にゃおん、とお出迎え
あー、ミネちゃんをいじめたら許さないぞう。
「にゃーおん、みゃおん、みゃおん!」
あんたたち、どこか行きなさいよ。ミネちゃんはあたしといるんだから、あんたたちと遊ぶ暇なんかないんだからね。
あたしは尻尾を立てて、うなりながら鳴いた。甲高い声を出したから、周りの人たちも何事かとこっちを見る。
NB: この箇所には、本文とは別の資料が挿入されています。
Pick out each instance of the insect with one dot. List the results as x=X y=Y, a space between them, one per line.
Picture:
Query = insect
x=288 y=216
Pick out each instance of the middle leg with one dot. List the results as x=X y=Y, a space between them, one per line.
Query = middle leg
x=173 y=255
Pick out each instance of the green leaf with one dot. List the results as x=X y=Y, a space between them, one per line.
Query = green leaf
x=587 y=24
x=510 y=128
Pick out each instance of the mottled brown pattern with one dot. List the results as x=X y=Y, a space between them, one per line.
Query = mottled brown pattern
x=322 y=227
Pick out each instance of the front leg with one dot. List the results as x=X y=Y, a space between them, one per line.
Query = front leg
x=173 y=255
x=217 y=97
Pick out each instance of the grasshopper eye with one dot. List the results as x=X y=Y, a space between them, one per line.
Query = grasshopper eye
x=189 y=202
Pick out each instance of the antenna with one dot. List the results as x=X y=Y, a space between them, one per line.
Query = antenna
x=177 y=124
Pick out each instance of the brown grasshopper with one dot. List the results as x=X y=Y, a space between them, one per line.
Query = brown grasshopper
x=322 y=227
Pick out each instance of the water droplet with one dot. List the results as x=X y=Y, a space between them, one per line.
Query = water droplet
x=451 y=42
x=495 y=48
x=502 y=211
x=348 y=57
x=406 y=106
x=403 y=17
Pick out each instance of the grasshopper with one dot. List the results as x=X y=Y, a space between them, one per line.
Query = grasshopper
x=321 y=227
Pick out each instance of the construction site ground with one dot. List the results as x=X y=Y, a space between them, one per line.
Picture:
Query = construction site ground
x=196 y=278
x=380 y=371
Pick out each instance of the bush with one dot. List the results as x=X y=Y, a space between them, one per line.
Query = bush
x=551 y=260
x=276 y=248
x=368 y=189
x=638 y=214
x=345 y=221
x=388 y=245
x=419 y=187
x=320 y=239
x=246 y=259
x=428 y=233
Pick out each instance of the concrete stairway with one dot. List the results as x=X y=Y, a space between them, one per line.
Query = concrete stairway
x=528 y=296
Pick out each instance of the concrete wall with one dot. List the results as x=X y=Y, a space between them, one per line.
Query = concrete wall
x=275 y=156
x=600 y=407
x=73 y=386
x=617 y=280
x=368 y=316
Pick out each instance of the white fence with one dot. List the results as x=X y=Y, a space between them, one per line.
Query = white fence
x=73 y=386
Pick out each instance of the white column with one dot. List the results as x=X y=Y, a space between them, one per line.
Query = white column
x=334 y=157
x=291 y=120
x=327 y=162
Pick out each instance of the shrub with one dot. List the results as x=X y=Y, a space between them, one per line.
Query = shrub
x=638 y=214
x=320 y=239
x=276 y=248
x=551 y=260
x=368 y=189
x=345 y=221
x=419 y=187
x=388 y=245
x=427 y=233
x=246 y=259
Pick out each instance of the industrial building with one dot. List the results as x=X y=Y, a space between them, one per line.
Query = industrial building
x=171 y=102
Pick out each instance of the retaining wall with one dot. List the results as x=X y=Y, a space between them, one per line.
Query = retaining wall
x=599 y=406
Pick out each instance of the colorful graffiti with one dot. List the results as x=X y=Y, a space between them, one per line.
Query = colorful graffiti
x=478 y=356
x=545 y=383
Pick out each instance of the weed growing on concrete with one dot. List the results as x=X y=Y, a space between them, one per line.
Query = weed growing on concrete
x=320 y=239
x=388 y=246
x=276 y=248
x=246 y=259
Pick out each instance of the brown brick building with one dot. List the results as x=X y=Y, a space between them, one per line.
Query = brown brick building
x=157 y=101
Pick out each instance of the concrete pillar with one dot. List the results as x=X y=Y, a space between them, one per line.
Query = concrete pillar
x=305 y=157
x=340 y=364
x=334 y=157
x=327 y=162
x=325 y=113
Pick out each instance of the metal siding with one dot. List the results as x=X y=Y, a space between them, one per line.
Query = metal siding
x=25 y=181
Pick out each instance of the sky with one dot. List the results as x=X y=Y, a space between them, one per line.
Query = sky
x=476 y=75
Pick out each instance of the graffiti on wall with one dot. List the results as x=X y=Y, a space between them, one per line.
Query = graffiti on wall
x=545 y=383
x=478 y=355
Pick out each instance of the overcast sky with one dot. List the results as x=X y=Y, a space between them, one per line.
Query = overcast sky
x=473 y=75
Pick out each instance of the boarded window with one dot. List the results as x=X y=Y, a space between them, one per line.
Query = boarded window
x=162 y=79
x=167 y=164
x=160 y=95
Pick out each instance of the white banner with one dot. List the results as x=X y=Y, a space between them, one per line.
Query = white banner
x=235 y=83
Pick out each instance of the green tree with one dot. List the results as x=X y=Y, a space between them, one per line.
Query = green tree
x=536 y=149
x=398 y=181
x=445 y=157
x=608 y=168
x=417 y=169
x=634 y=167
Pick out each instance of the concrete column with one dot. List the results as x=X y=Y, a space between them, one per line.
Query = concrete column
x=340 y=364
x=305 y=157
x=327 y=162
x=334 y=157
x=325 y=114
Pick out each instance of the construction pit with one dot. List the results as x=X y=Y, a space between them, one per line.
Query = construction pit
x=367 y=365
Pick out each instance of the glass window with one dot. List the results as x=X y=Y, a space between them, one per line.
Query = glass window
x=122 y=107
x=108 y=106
でも、人って臆病なのよね。ガラの悪い男の人がいると見て取ったら、目を背けるんだもの。
帽子をかぶっているほうの男があたしを睨んだ。
「んだよ、うるせぇ猫だなぁ」
次の瞬間、あたしの目には大きな靴の底が映った。
え、なにこれと思う暇もなく、衝撃がきて体は宙に浮いた。
変な浮遊感のあと、地面に叩きつけられる。
一瞬何が起こったのか分からなかった。
痛みは、地面に体がついてからやってきた。
おでこの辺りがじんじんして、頭がくらくらする。
「いやあっ、モカちゃん! ……なんてことするのよ」
「おっと、あんたのネコか。黒猫なんて不吉じゃん。捨てちゃいなよ」
「やめて。離してよ」
ミネちゃんは、あたしのところに駆け寄ろうとしているけど、男たちに腕を掴まれちゃってる。
「みゃ……」
ミネちゃんを助けてあげたいけど。
頭が痛くて起きられない。
最近、いい人間にばっかり会ってたから、油断しちゃった。
人間には、こんなふうに見た目だけであたしが不吉っていうやつ、いっぱいいるのに。
「やめたまえ」
お店の扉が開いて、低くて鋭い声がした。
「あっ」
「んだよ」
「うちの店の前で暴力沙汰はやめてくれないか」
この声、こぉひぃさんかぁ。
いつもの優しい声じゃないから分からなかったよ。
ねぇ、こぉひぃさん。ミネちゃんを助けてあげてよ。
あたし、なんだか意識が遠くなっていくみたい。
「きゃあああ」
ミネちゃんの悲鳴や、いろんな音が聞こえたけど。
あたしは重たい瞼に耐えられなくて、目を閉じてしまったからそのあとは知らない。